David Borowich, chairman of the Council of Young Jewish Presidents and a board member of the Modern Orthodox West Side Institutional Synagogue, who organized a voter registration drive targeting young Jews in 2004, says the precipitous economic situation and instability in the Middle East have many Modern Orthodox voters paying close attention to the candidates’ emerging positions.
“Americans and American Jews have heightened awareness that there is a real threat and that’s factoring in,” said Borowitch, 38, who works in the financial sector. “There are real, meaningful differences between the candidates on those issues.”
“You will most likely see both camps using surrogates to specifically target those votes.” Borowitch faults Obama’s position on negotiating with Iran without preconditions and predicts that many Modern Orthodox Jews will as well.
But Jeff Ballabon, a political consultant who works with Modern Orthodox Jewish groups, said domestic considerations may affect some of that community’s vote as much as foreign policy.
“Some voters in the Modern Orthodox community will be divided between a hawkish view on Israel and a liberal view on domestic issues,” says Ballabon. “There are some who are making their first issue their liberal stance on abortion.”
Rabbi Brad Hirschfeld of CLAL – the National Jewish Center for Learning and Leadership, a nondenominational think tank, says that while it’s apparent that McCain will appeal to most Modern Orthodox voters, “on the other hand there is a kind hopefulness that Obama evokes. Oftentimes, when things are not going well, religious people have a serious investment in being hopeful and that’s what religion is all about. To be deeply religious is to see new possibilities. But whether Obama has tapped into that I don’t know.”
Rabbi Hirschfeld said that in his view there was not much difference between the stated Israel policies of the two candidates, making criticism of Obama mostly based on mistrust.
“The first thing you have to ask yourself when there is a breakdown of trust is what’s keeping you from trusting. Both of these candidates seem deeply committed to the America-Israel relationship.”

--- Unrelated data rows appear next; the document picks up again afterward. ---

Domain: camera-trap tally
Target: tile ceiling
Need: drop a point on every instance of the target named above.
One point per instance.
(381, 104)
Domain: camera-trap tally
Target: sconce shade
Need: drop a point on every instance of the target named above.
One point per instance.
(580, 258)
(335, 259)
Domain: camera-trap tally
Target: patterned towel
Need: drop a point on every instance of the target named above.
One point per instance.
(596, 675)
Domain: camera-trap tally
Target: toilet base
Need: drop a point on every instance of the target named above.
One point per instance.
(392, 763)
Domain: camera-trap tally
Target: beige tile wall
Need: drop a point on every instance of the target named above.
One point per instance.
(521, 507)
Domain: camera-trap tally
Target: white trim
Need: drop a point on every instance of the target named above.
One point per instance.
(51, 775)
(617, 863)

At many Modern Orthodox strongholds, the debate between voters on both sides, however disproportionate they are, is likely to intensify.
At Congregation Kehillat Jeshurun on the Upper East Side, Rabbi Haskell Lookstein recently wrote in his Rosh HaShanah newsletter of the need for both sides to understand each other and differ amiably.
“Our congregation is split between people who are voting for either candidate,” said Rabbi Lookstein. “I don’t know which side is more significant.”
In the shul bulletin, the rabbi wrote of the critical issues facing the United States and Israel that will be affected by this election and how “people will disagree as to who will deal best with those issues. But we should all make sure we disagree agreeably.
“We have to remember that all the people who are voting either way have the best interests of America in one case and Israel in the other at heart, but just disagree about how those best interests are served.”